Beraten werden sie von einer beauftragten Landschaftsgärtnerei der Region. Platz sei genügend vorhanden, versichert Sevinmez, der reiche bis zum Drauberg. Die neuen Bäume sollen nicht zu dicht gesetzt werden, auch um genügend Platz zu bieten, wenn die Besitzer ihren Baum besuchen kommen und ihm beim Wachsen zusehen.
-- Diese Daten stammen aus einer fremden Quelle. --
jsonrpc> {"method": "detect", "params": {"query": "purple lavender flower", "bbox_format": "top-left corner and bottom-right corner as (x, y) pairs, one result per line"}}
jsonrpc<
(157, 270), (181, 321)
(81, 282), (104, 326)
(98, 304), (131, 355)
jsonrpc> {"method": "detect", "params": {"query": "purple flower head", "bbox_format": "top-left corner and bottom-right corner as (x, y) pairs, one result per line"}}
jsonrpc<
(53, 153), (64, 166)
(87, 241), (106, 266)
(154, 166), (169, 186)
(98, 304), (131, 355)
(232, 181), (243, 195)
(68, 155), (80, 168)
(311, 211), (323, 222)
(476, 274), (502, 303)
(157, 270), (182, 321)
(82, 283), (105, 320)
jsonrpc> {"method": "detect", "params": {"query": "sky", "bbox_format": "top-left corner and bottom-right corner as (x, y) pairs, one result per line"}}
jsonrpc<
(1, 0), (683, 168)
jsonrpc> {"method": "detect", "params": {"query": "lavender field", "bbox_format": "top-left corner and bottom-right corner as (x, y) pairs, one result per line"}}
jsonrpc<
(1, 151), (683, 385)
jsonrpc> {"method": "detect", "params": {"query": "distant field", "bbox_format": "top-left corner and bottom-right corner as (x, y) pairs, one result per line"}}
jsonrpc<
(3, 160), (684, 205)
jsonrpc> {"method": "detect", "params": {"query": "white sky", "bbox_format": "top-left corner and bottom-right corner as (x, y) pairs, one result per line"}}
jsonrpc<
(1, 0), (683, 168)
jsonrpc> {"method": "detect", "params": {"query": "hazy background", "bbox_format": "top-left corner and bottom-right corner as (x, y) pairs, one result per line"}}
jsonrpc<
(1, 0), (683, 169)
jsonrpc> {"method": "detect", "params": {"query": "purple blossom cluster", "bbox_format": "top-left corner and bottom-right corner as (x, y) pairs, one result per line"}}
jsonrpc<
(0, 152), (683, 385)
Parallel zu der Baumaktion hat Gut Landscheid auch die lange geplante und inzwischen genehmigte Erweiterung des Golfplatzes in Angriff genommen. So habe man die Zwangspause durch Corona gut genutzt und signalisiere dem Personal in Kurzarbeit sowie Kunden: Nach der Krise geht es weiter, sogar vergrößert. Auf den Tag der Wiedereröffnung hat sich das Restaurant vorbereitet. Mit konfuzuanischer Gelassenheit, die auch der „Auf-Wiedersehen-Baum“ einfordert, denn bis zur ersten Blütenprcht vergehen mindestens zehn Jahre.